The primary output is a set of HTML pages and JSON data files covering 2,100+ wells and hundreds of recent regulatory orders. Orders and cases from the last 14 days are processed through the full structured extraction pipeline and rendered as enriched intelligence cards. Older records remain in the dataset as historical context but are not enriched — they have no current commercial value for service companies acting on regulatory signals.

The pipeline is fully automated with no manual intervention required. A nightly OCR job at 6 PM runs separately to ensure OCR failures never block the main deployment.

Key question this document answers

Why are most records on recently_signed_orders.html unenriched — and when will they become enriched? See § 5 and § 6.

§ 2

Cron Schedule

All times are MST (America/Denver). Five active jobs:

Schedule	Job	Script	Purpose
`Weekdays 5:00 PM`	Daily pipeline	`scripts/run_daily_pipeline.sh`	Main data fetch → structured extraction → deploy
`Every night 6:00 PM`	OCR processing	`scripts/run_ocr_processing.sh`	OCR pending wellfile PDFs → Haiku → deploy
`Sundays 3:00 AM`	Retry missing	`scripts/run_retry_missing.sh`	Retry wellfiles with `status='not_found'`
`1st of month 2:00 AM`	Log cleanup	`scripts/cleanup_old_logs.sh`	Delete logs older than 90 days
`Sundays 6:00 AM`	Update detection	`utilities/detect_wellfile_updates.py`	Detect changed PDFs → diff pages → dashboard → deploy

Timing chain

5 PM → 6 PM → Sundays 3 AM / 6 AM. The main pipeline and OCR run back-to-back on weekday evenings; the weekly jobs handle retries and update detection on Sunday.

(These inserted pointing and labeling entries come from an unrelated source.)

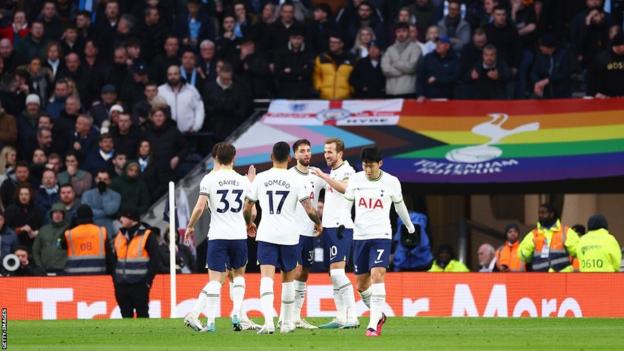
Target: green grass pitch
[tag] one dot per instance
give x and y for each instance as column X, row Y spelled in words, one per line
column 398, row 334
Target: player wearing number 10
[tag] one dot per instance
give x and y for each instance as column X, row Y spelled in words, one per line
column 224, row 191
column 373, row 191
column 279, row 194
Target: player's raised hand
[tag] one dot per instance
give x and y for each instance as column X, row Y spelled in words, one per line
column 251, row 230
column 318, row 229
column 251, row 173
column 188, row 234
column 318, row 172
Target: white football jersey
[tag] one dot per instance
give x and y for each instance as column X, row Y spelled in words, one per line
column 313, row 185
column 226, row 191
column 334, row 200
column 279, row 194
column 372, row 200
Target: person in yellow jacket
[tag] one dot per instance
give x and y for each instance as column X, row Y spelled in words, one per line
column 332, row 70
column 551, row 246
column 446, row 262
column 598, row 250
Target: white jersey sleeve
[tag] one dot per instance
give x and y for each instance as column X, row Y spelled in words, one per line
column 313, row 186
column 334, row 199
column 279, row 195
column 226, row 191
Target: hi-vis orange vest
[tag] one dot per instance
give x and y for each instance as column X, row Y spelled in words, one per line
column 558, row 257
column 86, row 253
column 132, row 258
column 507, row 255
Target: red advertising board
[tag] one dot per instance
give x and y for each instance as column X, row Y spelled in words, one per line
column 408, row 294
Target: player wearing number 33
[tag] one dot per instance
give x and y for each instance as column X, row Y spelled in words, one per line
column 224, row 191
column 373, row 191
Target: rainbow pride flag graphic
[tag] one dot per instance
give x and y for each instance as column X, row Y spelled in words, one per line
column 457, row 141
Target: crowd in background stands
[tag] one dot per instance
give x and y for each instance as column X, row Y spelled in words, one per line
column 104, row 101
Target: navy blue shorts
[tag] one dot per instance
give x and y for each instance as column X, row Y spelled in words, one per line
column 226, row 254
column 306, row 251
column 371, row 253
column 337, row 249
column 283, row 257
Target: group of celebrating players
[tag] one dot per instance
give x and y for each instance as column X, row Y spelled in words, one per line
column 289, row 222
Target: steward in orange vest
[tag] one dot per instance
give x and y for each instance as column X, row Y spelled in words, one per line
column 137, row 262
column 88, row 247
column 507, row 259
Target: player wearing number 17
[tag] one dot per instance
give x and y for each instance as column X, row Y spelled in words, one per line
column 224, row 191
column 279, row 194
column 373, row 191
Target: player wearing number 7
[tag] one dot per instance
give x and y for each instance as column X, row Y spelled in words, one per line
column 279, row 194
column 373, row 191
column 224, row 191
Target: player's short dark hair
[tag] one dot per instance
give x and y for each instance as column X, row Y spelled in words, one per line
column 300, row 142
column 281, row 151
column 224, row 153
column 339, row 143
column 370, row 154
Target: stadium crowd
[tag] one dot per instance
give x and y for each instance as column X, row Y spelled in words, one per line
column 103, row 102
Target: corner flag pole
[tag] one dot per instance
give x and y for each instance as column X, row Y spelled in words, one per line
column 172, row 251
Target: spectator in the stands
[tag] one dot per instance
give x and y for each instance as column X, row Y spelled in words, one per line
column 85, row 137
column 189, row 70
column 252, row 69
column 439, row 72
column 293, row 68
column 47, row 252
column 226, row 102
column 168, row 145
column 194, row 25
column 332, row 70
column 606, row 73
column 104, row 201
column 367, row 79
column 69, row 200
column 48, row 193
column 399, row 64
column 363, row 40
column 487, row 258
column 552, row 70
column 8, row 239
column 27, row 268
column 455, row 27
column 23, row 216
column 101, row 109
column 79, row 179
column 490, row 76
column 187, row 107
column 57, row 102
column 10, row 184
column 161, row 63
column 34, row 44
column 504, row 36
column 133, row 191
column 100, row 157
column 126, row 135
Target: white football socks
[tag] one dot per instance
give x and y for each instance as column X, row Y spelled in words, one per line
column 343, row 295
column 378, row 300
column 212, row 292
column 266, row 300
column 288, row 302
column 366, row 294
column 237, row 292
column 300, row 290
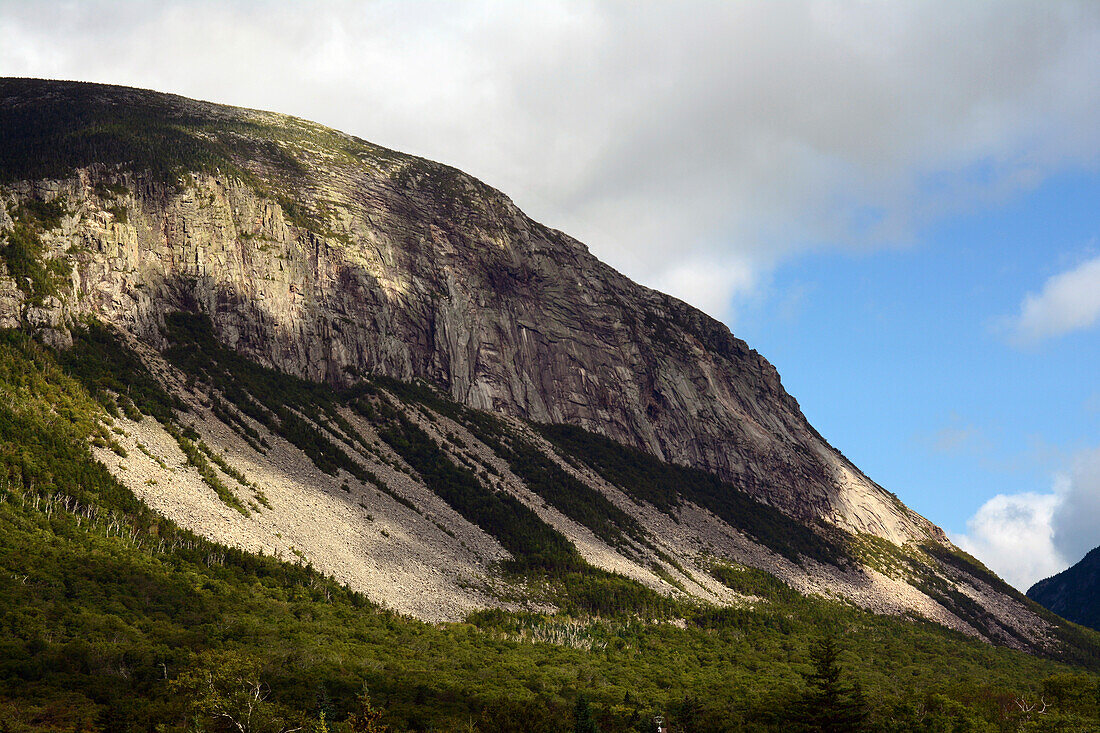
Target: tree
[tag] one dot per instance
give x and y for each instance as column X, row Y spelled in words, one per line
column 367, row 719
column 227, row 692
column 583, row 722
column 829, row 704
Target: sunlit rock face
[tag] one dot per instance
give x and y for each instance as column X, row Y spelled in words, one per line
column 329, row 258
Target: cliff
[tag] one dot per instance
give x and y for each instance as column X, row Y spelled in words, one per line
column 461, row 364
column 329, row 258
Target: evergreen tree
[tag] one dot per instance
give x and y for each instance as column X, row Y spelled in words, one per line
column 583, row 722
column 831, row 704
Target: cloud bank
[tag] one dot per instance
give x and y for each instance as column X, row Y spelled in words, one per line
column 694, row 145
column 1067, row 302
column 1030, row 536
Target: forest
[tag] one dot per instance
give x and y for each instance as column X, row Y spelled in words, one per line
column 113, row 619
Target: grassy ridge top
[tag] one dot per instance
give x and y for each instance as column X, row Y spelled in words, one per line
column 52, row 128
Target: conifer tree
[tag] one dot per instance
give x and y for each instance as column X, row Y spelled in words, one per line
column 583, row 722
column 831, row 704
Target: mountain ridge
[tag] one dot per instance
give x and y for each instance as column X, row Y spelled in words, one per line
column 212, row 242
column 541, row 329
column 1075, row 592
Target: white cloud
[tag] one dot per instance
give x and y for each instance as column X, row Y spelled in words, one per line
column 1026, row 537
column 1068, row 302
column 1076, row 521
column 659, row 133
column 1012, row 535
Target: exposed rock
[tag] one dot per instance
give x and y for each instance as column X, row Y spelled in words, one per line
column 410, row 269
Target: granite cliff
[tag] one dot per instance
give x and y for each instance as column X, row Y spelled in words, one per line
column 327, row 258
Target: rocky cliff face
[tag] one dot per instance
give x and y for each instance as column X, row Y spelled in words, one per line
column 329, row 258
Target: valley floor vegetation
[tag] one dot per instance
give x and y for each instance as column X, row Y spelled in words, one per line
column 113, row 619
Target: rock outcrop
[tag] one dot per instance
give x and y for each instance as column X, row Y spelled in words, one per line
column 329, row 258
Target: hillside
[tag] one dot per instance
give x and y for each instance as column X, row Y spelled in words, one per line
column 235, row 339
column 1074, row 593
column 109, row 609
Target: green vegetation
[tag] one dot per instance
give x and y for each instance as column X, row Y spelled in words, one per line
column 664, row 485
column 116, row 620
column 532, row 543
column 23, row 252
column 541, row 474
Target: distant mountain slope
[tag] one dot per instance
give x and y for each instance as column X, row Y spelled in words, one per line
column 328, row 258
column 1074, row 593
column 306, row 346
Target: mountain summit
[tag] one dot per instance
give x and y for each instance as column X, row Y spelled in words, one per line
column 1075, row 592
column 380, row 364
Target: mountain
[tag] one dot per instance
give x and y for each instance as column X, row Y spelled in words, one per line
column 1074, row 593
column 306, row 346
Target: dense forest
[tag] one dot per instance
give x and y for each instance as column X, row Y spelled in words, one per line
column 113, row 619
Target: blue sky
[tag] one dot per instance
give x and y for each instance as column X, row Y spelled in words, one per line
column 904, row 358
column 893, row 201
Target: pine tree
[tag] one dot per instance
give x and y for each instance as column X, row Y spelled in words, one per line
column 583, row 722
column 831, row 704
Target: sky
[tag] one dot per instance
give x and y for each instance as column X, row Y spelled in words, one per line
column 898, row 204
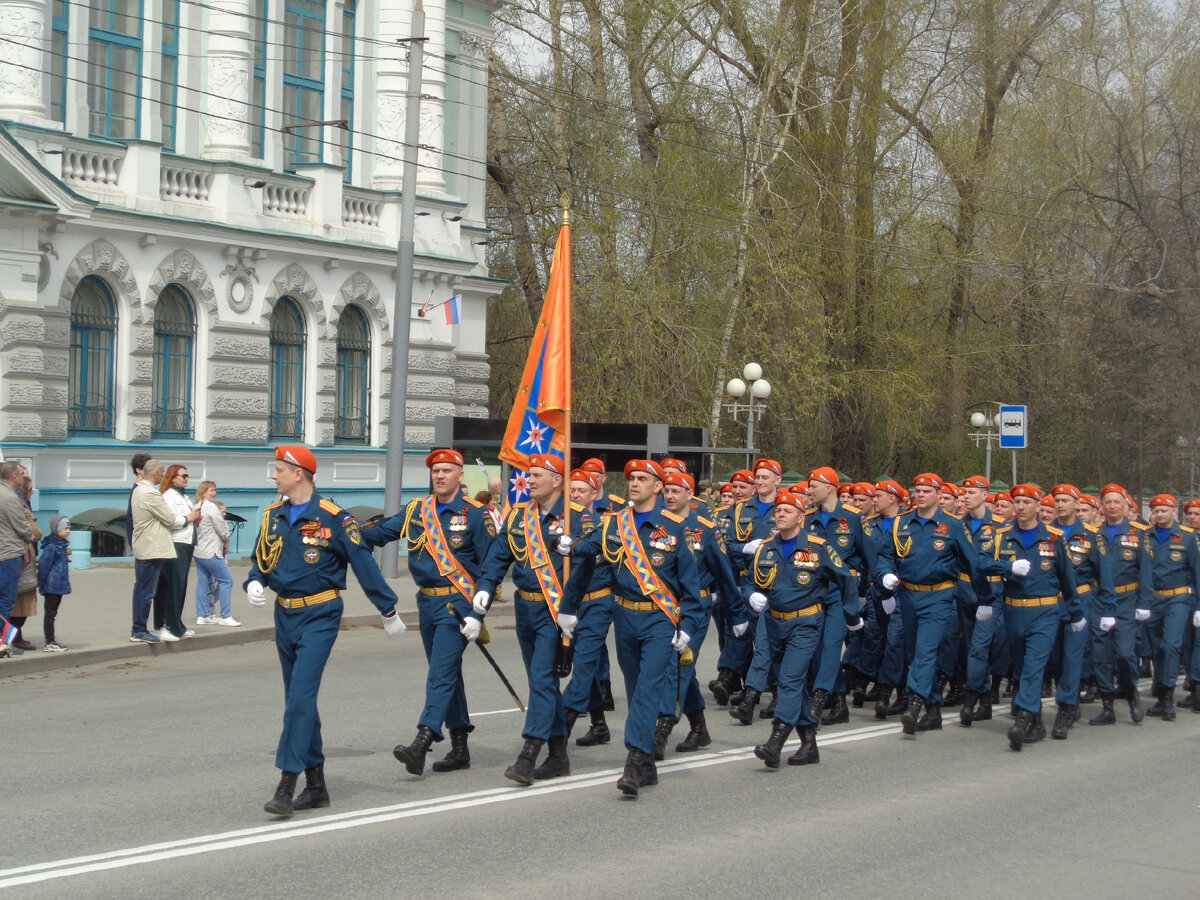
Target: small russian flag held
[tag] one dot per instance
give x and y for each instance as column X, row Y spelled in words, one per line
column 454, row 310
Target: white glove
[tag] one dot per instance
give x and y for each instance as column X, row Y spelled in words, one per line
column 393, row 624
column 567, row 624
column 471, row 628
column 255, row 594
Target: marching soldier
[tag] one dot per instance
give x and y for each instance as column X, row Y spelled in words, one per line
column 447, row 537
column 797, row 577
column 301, row 553
column 527, row 544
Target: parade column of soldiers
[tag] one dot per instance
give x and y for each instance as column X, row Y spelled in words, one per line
column 958, row 587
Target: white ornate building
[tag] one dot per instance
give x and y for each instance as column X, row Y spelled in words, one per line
column 199, row 207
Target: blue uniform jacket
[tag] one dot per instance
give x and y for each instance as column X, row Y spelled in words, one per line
column 813, row 574
column 1175, row 563
column 468, row 531
column 1051, row 573
column 316, row 551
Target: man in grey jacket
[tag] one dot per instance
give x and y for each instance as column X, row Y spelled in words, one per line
column 15, row 532
column 153, row 523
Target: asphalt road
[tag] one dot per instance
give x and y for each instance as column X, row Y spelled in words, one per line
column 145, row 778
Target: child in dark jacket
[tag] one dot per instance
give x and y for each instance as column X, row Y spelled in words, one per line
column 53, row 576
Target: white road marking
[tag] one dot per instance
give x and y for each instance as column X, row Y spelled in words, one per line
column 341, row 821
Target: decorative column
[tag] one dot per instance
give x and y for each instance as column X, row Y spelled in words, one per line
column 228, row 76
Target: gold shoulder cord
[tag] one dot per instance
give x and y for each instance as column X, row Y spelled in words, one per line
column 268, row 550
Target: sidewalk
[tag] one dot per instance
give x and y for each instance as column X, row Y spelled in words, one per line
column 95, row 617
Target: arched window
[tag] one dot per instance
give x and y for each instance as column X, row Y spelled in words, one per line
column 174, row 340
column 353, row 376
column 287, row 370
column 93, row 343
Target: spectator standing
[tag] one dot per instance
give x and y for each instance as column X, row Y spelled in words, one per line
column 54, row 577
column 211, row 544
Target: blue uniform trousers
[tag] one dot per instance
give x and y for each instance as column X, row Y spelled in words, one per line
column 304, row 639
column 690, row 699
column 925, row 615
column 1165, row 629
column 583, row 691
column 643, row 653
column 538, row 637
column 793, row 643
column 1031, row 636
column 445, row 697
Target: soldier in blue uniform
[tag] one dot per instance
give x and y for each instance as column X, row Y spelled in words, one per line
column 797, row 577
column 657, row 593
column 301, row 553
column 447, row 537
column 1043, row 581
column 1089, row 553
column 681, row 693
column 1175, row 567
column 922, row 556
column 527, row 544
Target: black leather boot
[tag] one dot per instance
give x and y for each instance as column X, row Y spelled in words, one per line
column 459, row 756
column 1105, row 717
column 1019, row 727
column 744, row 711
column 697, row 735
column 769, row 751
column 909, row 719
column 556, row 762
column 413, row 755
column 281, row 803
column 969, row 703
column 808, row 753
column 522, row 769
column 838, row 712
column 768, row 712
column 598, row 733
column 663, row 729
column 315, row 793
column 1062, row 721
column 933, row 718
column 881, row 703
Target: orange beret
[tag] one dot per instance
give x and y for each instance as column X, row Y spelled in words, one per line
column 825, row 474
column 1032, row 491
column 643, row 466
column 679, row 479
column 551, row 462
column 769, row 465
column 453, row 456
column 298, row 456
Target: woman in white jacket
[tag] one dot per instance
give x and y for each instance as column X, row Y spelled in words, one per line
column 211, row 545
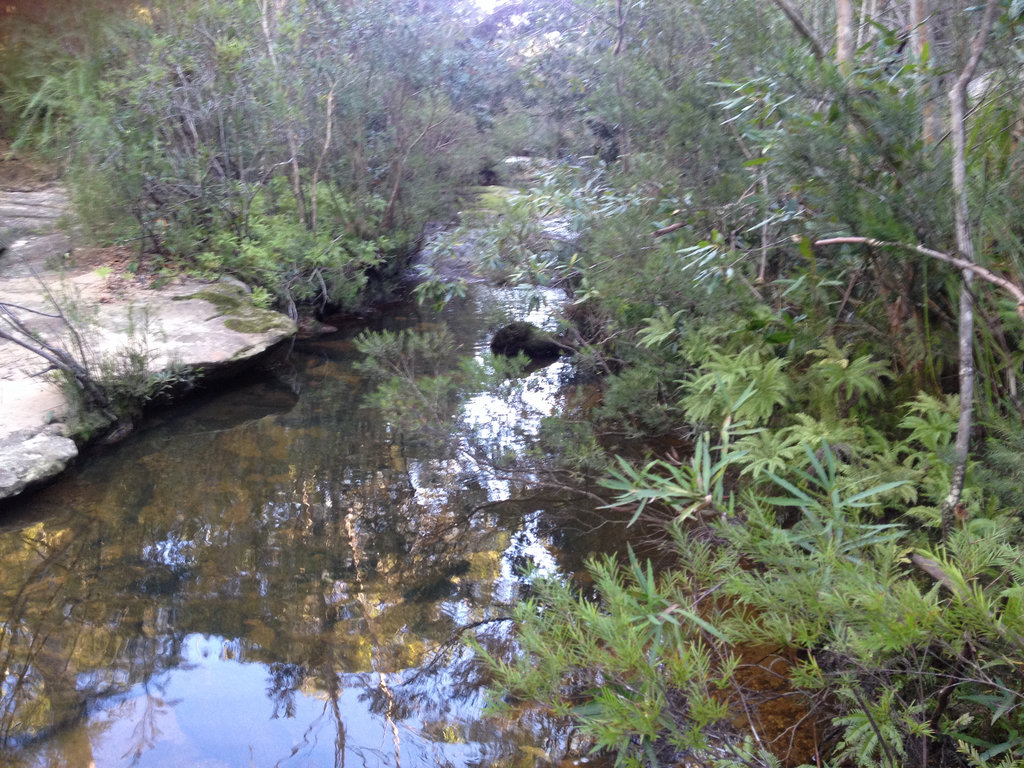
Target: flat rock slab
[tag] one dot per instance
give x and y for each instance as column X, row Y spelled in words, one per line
column 29, row 457
column 78, row 300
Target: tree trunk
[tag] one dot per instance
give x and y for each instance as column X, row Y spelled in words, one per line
column 845, row 36
column 921, row 47
column 965, row 245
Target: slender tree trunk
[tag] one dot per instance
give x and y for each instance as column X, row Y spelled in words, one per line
column 268, row 23
column 798, row 20
column 921, row 42
column 845, row 36
column 965, row 245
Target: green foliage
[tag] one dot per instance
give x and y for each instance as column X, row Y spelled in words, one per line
column 636, row 668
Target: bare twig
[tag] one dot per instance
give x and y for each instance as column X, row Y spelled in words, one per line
column 961, row 263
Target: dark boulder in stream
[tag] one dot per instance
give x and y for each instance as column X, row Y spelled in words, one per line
column 527, row 339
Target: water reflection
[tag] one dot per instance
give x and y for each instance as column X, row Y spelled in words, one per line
column 273, row 577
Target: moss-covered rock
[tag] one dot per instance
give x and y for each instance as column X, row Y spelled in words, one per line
column 526, row 339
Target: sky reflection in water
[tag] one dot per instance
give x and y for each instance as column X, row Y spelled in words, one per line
column 267, row 580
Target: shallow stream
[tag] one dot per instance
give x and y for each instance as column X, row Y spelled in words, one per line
column 272, row 576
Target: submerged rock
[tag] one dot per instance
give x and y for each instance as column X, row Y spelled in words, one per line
column 527, row 339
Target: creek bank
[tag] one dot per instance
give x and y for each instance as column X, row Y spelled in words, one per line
column 184, row 326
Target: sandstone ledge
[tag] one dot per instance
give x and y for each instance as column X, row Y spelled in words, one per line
column 209, row 329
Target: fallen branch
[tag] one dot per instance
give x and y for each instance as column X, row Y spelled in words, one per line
column 961, row 263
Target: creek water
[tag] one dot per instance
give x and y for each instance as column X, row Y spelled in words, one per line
column 272, row 576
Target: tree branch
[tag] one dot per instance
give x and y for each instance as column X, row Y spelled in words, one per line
column 961, row 263
column 803, row 28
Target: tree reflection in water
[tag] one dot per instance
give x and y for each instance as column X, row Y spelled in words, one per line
column 273, row 580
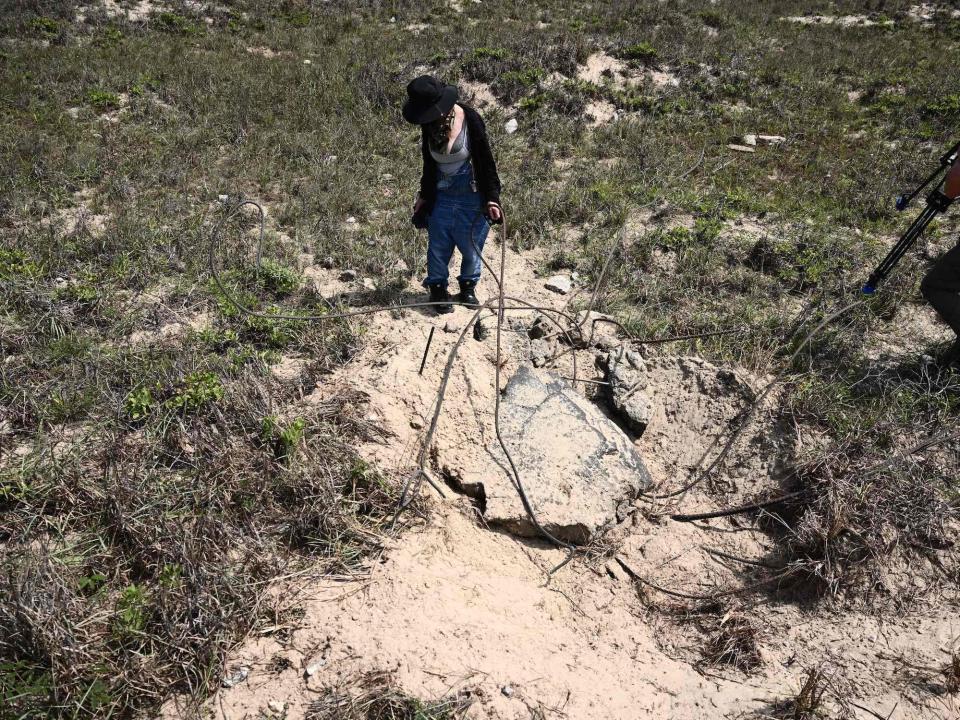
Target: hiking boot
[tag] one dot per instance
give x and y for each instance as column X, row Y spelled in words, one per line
column 438, row 294
column 466, row 296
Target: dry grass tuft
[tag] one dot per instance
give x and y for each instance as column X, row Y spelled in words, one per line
column 732, row 641
column 373, row 696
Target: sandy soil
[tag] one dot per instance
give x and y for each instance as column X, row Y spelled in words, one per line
column 453, row 606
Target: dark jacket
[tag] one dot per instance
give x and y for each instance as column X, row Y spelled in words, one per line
column 481, row 156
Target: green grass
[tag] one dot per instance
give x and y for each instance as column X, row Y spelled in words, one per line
column 178, row 428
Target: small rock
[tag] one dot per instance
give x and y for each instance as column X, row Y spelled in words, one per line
column 237, row 677
column 541, row 351
column 276, row 706
column 770, row 139
column 597, row 332
column 313, row 668
column 627, row 375
column 559, row 284
column 540, row 328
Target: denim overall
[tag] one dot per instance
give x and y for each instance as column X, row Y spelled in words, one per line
column 457, row 206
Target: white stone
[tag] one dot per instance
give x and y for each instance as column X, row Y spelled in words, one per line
column 771, row 139
column 276, row 706
column 559, row 284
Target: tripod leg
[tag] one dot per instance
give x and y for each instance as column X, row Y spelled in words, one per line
column 904, row 243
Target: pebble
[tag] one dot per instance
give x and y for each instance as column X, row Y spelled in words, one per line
column 276, row 706
column 238, row 677
column 559, row 284
column 771, row 139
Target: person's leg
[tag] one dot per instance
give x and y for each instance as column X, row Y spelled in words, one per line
column 472, row 230
column 941, row 288
column 440, row 232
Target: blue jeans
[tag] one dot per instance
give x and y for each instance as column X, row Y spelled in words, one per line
column 454, row 214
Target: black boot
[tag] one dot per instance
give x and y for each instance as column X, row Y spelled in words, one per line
column 438, row 294
column 952, row 356
column 466, row 296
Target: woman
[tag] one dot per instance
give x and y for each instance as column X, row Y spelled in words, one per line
column 459, row 189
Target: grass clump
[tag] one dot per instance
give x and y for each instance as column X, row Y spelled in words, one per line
column 197, row 390
column 374, row 696
column 642, row 52
column 102, row 99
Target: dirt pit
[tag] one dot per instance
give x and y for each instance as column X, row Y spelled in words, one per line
column 455, row 606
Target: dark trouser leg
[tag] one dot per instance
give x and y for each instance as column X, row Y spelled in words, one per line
column 941, row 288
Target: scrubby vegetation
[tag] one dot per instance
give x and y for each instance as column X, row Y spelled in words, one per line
column 149, row 485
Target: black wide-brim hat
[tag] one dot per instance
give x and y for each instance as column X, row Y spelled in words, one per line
column 427, row 100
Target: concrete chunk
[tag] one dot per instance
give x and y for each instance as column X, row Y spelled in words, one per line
column 576, row 465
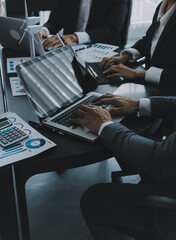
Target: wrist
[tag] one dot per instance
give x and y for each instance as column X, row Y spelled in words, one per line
column 140, row 74
column 136, row 105
column 125, row 56
column 74, row 38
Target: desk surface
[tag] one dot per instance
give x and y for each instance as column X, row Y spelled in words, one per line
column 80, row 152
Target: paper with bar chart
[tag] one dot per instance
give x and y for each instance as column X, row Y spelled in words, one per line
column 31, row 146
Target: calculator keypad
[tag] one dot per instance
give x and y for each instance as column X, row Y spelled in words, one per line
column 11, row 135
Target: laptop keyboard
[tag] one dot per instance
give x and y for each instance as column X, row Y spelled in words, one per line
column 101, row 78
column 65, row 118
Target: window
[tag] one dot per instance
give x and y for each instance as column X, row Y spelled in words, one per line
column 142, row 14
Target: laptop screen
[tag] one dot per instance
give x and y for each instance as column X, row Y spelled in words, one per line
column 51, row 81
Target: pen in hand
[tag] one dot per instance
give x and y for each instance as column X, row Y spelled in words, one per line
column 60, row 40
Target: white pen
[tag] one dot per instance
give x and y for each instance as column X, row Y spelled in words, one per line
column 60, row 39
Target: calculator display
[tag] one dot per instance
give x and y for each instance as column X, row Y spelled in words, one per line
column 4, row 124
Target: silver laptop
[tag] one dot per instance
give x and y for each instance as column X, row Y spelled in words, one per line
column 55, row 86
column 11, row 33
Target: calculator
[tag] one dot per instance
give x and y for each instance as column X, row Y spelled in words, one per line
column 9, row 133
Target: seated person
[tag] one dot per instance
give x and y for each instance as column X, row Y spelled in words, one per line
column 113, row 209
column 86, row 21
column 158, row 47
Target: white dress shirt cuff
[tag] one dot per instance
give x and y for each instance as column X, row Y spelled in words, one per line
column 83, row 37
column 47, row 30
column 103, row 126
column 134, row 52
column 145, row 107
column 153, row 75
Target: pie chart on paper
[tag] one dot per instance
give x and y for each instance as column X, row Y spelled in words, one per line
column 35, row 143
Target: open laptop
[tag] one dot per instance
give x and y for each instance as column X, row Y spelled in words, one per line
column 54, row 84
column 11, row 33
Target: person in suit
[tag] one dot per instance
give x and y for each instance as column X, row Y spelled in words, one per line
column 158, row 47
column 113, row 210
column 86, row 21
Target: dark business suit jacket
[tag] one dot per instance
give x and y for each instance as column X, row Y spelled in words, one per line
column 155, row 159
column 105, row 21
column 164, row 56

Why OCR is decoupled (Feb 12, 2026 fix)

Before Feb 12, OCR ran inside the 5 PM pipeline. When tesseract failed, it blocked all downstream deployments. After separating OCR to a standalone 6 PM job, OCR failures no longer prevent the main pipeline from delivering updated data to the site.

§ 3

Daily Pipeline Stages

Script: scripts/run_daily_pipeline.sh — runs weekdays at 5 PM MST.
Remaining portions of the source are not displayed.